17.3 Afwijken van de bouwregels

Het bevoegd gezag kan bij een omgevingsvergunning afwijken van lid 17.2 onder c, indien de bij de betrokken bestemming behorende bouwregels in acht worden genomen, het waterkeringsbelang door de bouwactiviteiten niet onevenredig wordt geschaad en alvorens vergunning te verlenen advies ingewonnen is bij de betreffende beheerder, het waterschap.

Artikel 18 Waterstaat - Waterstaatkundige Functie

18.1 Bestemmingsomschrijving

De voor 'Waterstaat - Waterstaatkundige functie' aangewezen gronden zijn, behalve voor de aldaar voorkomende bestemming, mede bestemd voor:

  1. a. water, waterhuishoudkundige- en waterstaatsdoeleinden, en het beheer en onderhoud ervan;
  2. b. de afvoer en berging van water, sediment en ijs;
  3. c. de vergroting, de bescherming en het behoud van de beschikbare afvoer- en bergingscapaciteit;
  4. d. aanleg, onderhoud en verbetering van de hoofdwaterkering;
  5. e. bij deze bestemming behorende bouwwerken, geen gebouwen zijnde, zoals duikers, keerwanden en merktekens.

18.2 Bouwregels

  1. a. Op de in artikel 18.1 bedoelde gronden mogen, behalve overeenkomstig de andere bestemmingen, tevens worden gebouwd, bouwwerken, geen gebouwen zijnde, ten dienste van de bestemming, met dien verstande dat de bouwhoogte van bouwwerken ten behoeve van de scheepvaart ten hoogste 12 m bedraagt en de bouwhoogte van overige bouwwerken ten hoogste 4 m bedraagt;
  2. b. Het bouwen zoals bedoeld onder a alsmede het bouwen overeenkomstig de aldaar voorkomende bestemming is, voor zover voor dat bouwen een vergunning krachtens de Waterwet is vereist, uitsluitend toegestaan na inwerkingtreding van die vergunning.

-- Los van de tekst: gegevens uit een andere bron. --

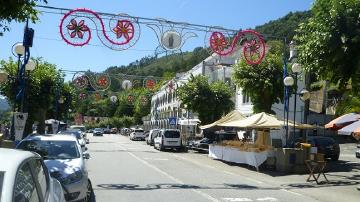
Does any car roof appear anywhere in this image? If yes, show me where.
[0,148,40,172]
[24,134,77,141]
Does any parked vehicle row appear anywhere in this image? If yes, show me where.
[0,126,94,202]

18.3 Specifieke gebruiksregels

Het uitvoeren van werken, geen gebouwen zijnde, en werkzaamheden op de in lid 18.1 bedoelde gronden is, voor zover voor het uitvoeren van die werken, geen bouwwerk zijnde, en werkzaamheden een vergunning krachtens de Waterwet is vereist, uitsluitend toegestaan na inwerkingtreding van die vergunning.

Hoofdstuk 3 Algemene Regels

Artikel 19 Antidubbeltelregel

Grond die eenmaal in aanmerking is genomen bij het toestaan van een bouwplan waaraan uitvoering is gegeven of alsnog kan worden gegeven, blijft bij de beoordeling van latere bouwplannen buiten beschouwing.

Artikel 20 Algemene Bouwregels

20.1 Overschrijding bouwgrenzen

De bouwgrenzen, niet zijnde bestemmingsgrenzen, mogen in afwijking van aanduiding, aanduidingsgrenzen en regels worden overschreden door:

  1. a. tot gebouwen behorende stoepen, stoeptreden, trappen(huizen), galerijen, hellingbanen, balkons, entreeportalen, veranda's en afdaken, mits de overschrijding ten hoogste 2,5 m bedraagt;
  2. b. tot gebouwen behorende erkers en serres, mits de overschrijding ten hoogste 2 m bedraagt;
  3. c. andere ondergeschikte onderdelen van gebouwen, mits de overschrijding ten hoogste 1,5 m bedraagt.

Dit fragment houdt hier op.